Sonntagsmorgens traf ich mich mit Angelika und wir nahmen ein Collectivo nach Chinchero. Im Bus frühstückte ich mein leckeres Käse-Spiegelei-Sandwich, und nach etwas mehr als einer halben Stunde erreichten wir bereits das kleine Dorf, das mir vor wenigen Wochen schon gut gefallen hatte. Zunächst schlenderten wir ausgiebig über den Sonntagsmarkt, da der Himmel noch grau und trist war. Auch dieser Markt war laut und touristisch, und nichts konnte man sich auch nur eine Sekunde ansehen, ohne direkt zum Kauf gedrängt zu werden, doch die Stände waren einfacher gehalten und die Farben und Muster weniger grell und einzigartiger als in Pisac oder Cusco. Gerade erzählte ich Angelika, dass ich bei den Ruinen vor zwei Wochen eine sehr liebe Marktfrau kennen gelernt hatte, aber leider nicht genug Bargeld dabei gehabt hatte, um ihr etwas abzukaufen, da rief auf einmal jemand "Hola, amiga Sarah!" - ich drehte mich suchend um, und zwei Reihen entfernt winkte mir tatsächlich die besagte Marktfrau zu, die mich nach zwei Wochen namentlich wiedererkannt hatte.

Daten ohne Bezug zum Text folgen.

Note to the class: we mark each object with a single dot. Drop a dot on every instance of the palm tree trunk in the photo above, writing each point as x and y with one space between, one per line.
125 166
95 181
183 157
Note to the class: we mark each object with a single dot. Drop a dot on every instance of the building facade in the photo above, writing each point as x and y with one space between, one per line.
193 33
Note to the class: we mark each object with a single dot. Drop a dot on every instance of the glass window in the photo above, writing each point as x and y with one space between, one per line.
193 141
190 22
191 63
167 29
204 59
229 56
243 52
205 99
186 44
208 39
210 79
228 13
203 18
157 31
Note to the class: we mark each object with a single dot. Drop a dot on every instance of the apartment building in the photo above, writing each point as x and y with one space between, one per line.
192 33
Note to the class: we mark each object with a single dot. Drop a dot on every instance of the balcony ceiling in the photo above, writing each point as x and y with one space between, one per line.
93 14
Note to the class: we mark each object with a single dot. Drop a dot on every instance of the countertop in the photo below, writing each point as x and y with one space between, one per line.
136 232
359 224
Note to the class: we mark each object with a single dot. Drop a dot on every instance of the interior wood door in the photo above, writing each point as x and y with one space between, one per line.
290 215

Ungläubig und erfreut liefen wir zu ihr, und ich kaufte mir einen Schal, Handschuhe und ein kleines Täschchen. Von den Farben, der erkennbaren Handarbeit und dem für Chinchero typischen Muster angetan, fand ich noch ein weiteres kleines Täschchen, eine Bauchtasche und ein gewebtes Haarband.



Danach machten wir uns auf dem Weg zu der Lagune Puray und nach etwa einer Stunde setzten wir uns abseits des Weges an den Rand der Felder und schauten auf die Lagune, die sich groß und ruhig im Tal erstreckte und in wunderschönen Blau- und Türkistönen erstrahlte. Auf dem Rückweg unterhielten wir uns gerade noch über die negativen Begleiterscheinungen des so schnell angestiegenen Tourismus in der Region, als ein Mann, den ich nach dem Weg fragte, mir als Antwort die offene Hand entgegenhielt und ein Trinkgeld verlangte. Zurück im Zentrum kaufte ich mir an einem kleinen Stand Choclo con queso und gegen 15.30 Uhr machten sich Angelika und ich wieder auf den Rückweg nach Cusco, der 2 Soles weniger als der Hinweg kostete - von richtungsbedingten Preisabweichungen hatte ich vorher schon gehört. Da es mittlerweile zu spät war, entschied ich mich dagegen, zum halbjährlichen Kindergeburtstag in der Casa Mantay vorbeizuschauen, bei dem alle Kinder Geburtstag feierten, die von Januar bis Juni Geburtstag gehabt hatten. Stattdessen freute ich mich, dass Sara und Timm von ihrem Trip in den Regenwald in den Manu-Nationalpark wieder zurück waren, und mir in dem schicken Lokal A mi manera bei einem fantastischen Essen - Forelle mit Süßkartoffelbrei und eine Quinoa-Creme Catalana sowie hausgemachte Zitronen-Minze-Kokos-Limonade - von ihren Abenteuern berichteten. (Bilder vom Essen folgen, wenn mir Timm diese gesendet hat, denn meine Kamera hat für ein paar Momente gesponnen.)